Those following the news in the US know that one of the biggest stories of the past couple of weeks is about Cindy Sheehan, the mother of a soldier killed in Iraq last year, who has set up camp near President Bush’s ranch in Crawford, Texas (where he is on a five-week break from Washington). She has asked to meet with him to express her opposition to the war and call on him to bring the troops home immediately. Sheehan met with Bush shortly after he son’s death, and– while he has expressed his sympathy– he is unlikely to meet with her again.
The story has attracted a surprising amount of attention from the media– in part, perhaps, because of the throngs of journalists in Crawford with nothing else to report except how the President once again rode his bicycle or cleared brush.
Sheehan and her cause have been latched onto by various elements of the antiwar movement– some rather unsavory:
Sheehan acknowledges that some of her views are becoming a distraction. Also, she said, some groups that have aided her protest have agendas — including conspiracy theories about the Sept. 11, 2001, terrorist attacks, and some vaguely anti-Semitic theories about the cause of the war — that she says she does not share.
Sheehan denies a report (picked up by Christopher Hitchens, among others) that she claimed the United States is fighting in Iraq to protect Israel.
Conservative commentators and Web sites are taking aim at Sheehan with the same ferocity she has aimed at President Bush. In part, they are using her own words against her — reciting such controversial comments as her vow to refuse to pay taxes to a government waging an “illegal” war and her desire to see Bush impeached.
Some conservatives have also jumped on the news that her husband has filed for divorce from her as an indication of her supposedly extreme views.

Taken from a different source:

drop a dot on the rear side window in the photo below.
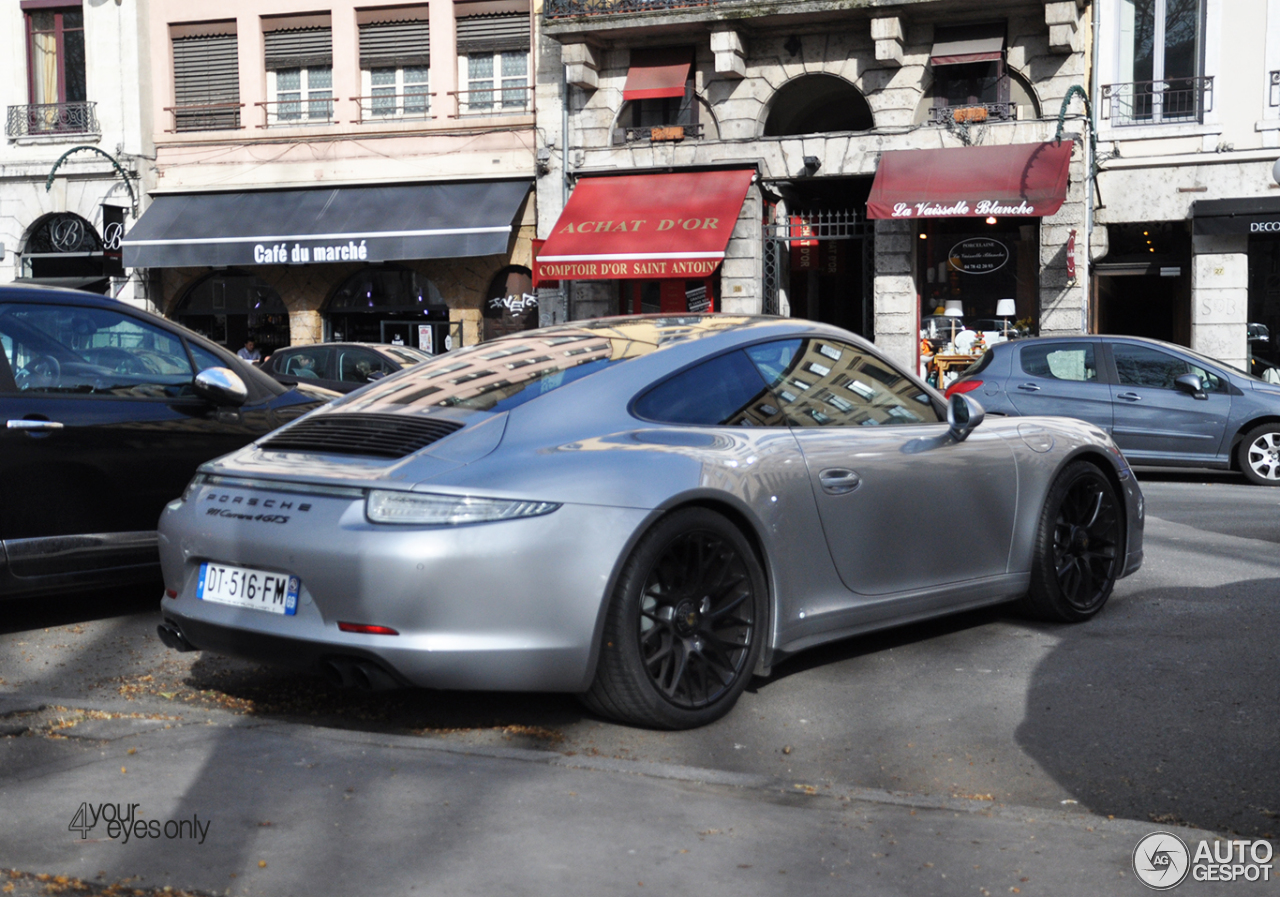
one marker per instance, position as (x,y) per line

I find myself more sympathetic to Sheehan than I am to the supporters and opponents of the war who are using her as a symbol for their various agendas– even if she is a willing symbol. I can’t begin to imagine the pain that the loss of her son has caused her. While I disagree with her on the war, I can’t imagine her lining up with the pro-“resistance” faction of the antiwar movement. And I can understand why she– and others who have lost loved ones in Iraq– are still asking why. Bush has done a miserable job of persuading the American people that this war is important enough to ask for such terrible sacrifices.

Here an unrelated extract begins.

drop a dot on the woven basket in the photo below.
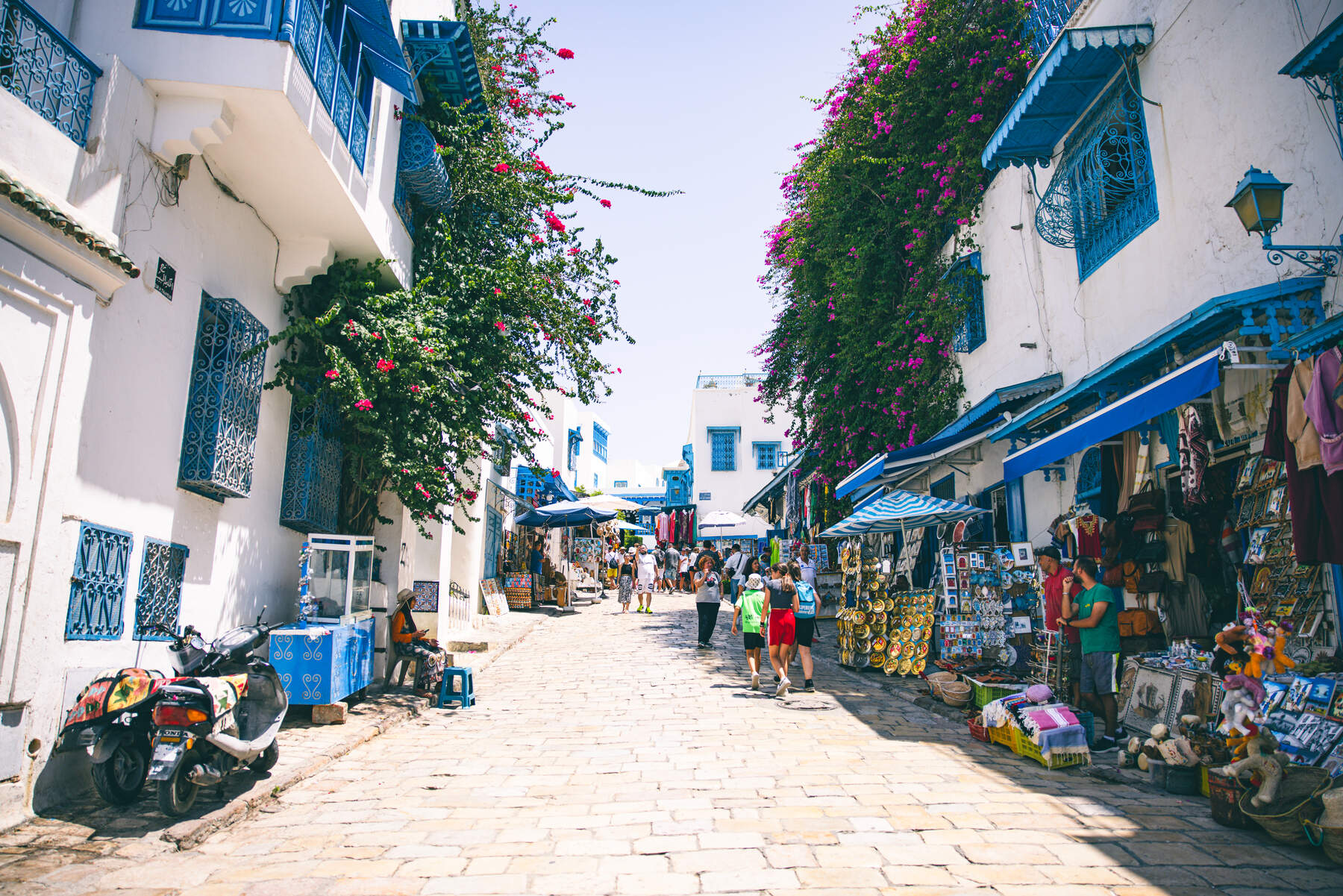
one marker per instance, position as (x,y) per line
(955,694)
(1296,803)
(938,679)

Cindy Sheehan is, to a great extent, a symbol of George Bush’s failure.
Part of the reason for that failure is Bush’s unwillingness to ask for even minimal sacrifices (such as higher taxes for the very wealthy) from anyone other than soldiers and their families. But I think the main reason is his unwillingness (or inability) to talk straight to the American people. Instead, as Senator Joe Biden said in June, we get from his administration “a long litany of rosy assessments, misleading statements, premature declarations of victory…”
Since then, following an unsuccessful effort to rally public opinion with a lackluster nationally-broadcast speech, Bush continues to flounder.
In an interview on NBC’s “Meet the Press” last Sunday, Biden voiced more alarm:
[M]y greatest concern is this gigantic rift between the rhetoric we hear from the administration and the reality on the ground and it’s causing the American people to abandon what is an essential fight we have. We must succeed in Iraq leaving a stable country behind that’s not a haven for terror and we need more time to do that. And when the president continues to talk about this success, the American people just turn on your channel, they turn on your television. They understand that they are not being leveled with here.
Is it really so hard for Bush to explain to the American people what’s at stake and what will be required to achieve it; to admit mistakes, to fire Donald Rumsfeld and hold accountable others who have failed to perform effectively; and to ask for sacrifices from those who can most afford them, including himself?
Perhaps he could start by cutting short his stay at the ranch.